I had an urgent CABG 2 months ago after a heart attack and just now read up on it to find I was put on a heart-lung bypass machine, and there are other options. My heart was stopped for over an hour! I did not have a transfusion but they used a "cell-saver". Now I wish I would have had "off-pump" and minimally invasive Sx because my post op pain was so great. Last week I had another mild heart attack because the smaller graft failed — I am very discouraged. I have to start physical therapy all over. I had NO risk factors for CAD except one: family history. Now I am obsessed with what happened in surgery and how long my heart was stopped, and the pain I went through which was not well controlled. I was so stunned I had a heart attack that I did not want to know anything ahead of the surgery. Why am I stewing over it now? What to do?

REPLY

@heartbreaker welcome to Mayo Connect!
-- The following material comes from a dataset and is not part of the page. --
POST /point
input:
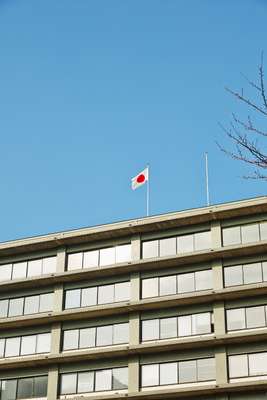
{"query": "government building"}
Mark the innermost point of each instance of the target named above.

Good to have you here. What you are going through is totally normal, and I can relate to you questioning if the right method was selected. I am sure you feel like a ticking time bomb. I had bypass of my celiac artery and they clamped my Aorta for the surgery for a long time due to the procedure taking a bit longer than anticipated… I did not understand that, so I did talk to my surgeon about that and was reassured that everything was fine, that it is completely normal to do that with the type of surgery I had. Not comparing what you went through with my experience….just thinking if you sit down with your surgeon he maybe able to explain what you went through and why he chose to go that route. Just knowing the reasoning can help alleviate some of the anxiety and anger. I hope that makes sense to you? Remember when your heart was stopped your body was being profused. I am sorry to hear about not having your pain controlled that is another issue that leads us to experience post traumatic stress syndrome. How are you doing today? Just want you to know you are not alone, sending healing hugs!

OK — I will try to get an appt. with the surgeon. I appreciate your response and kind words. Yesterday I felt pretty despondent, so I called the hosp. where I had the surgery and asked for the suicide hot line. I called the number and they were very helpful. I need to share my angst with the right people, so I will do that as soon as I can and try to get some psych. help as well.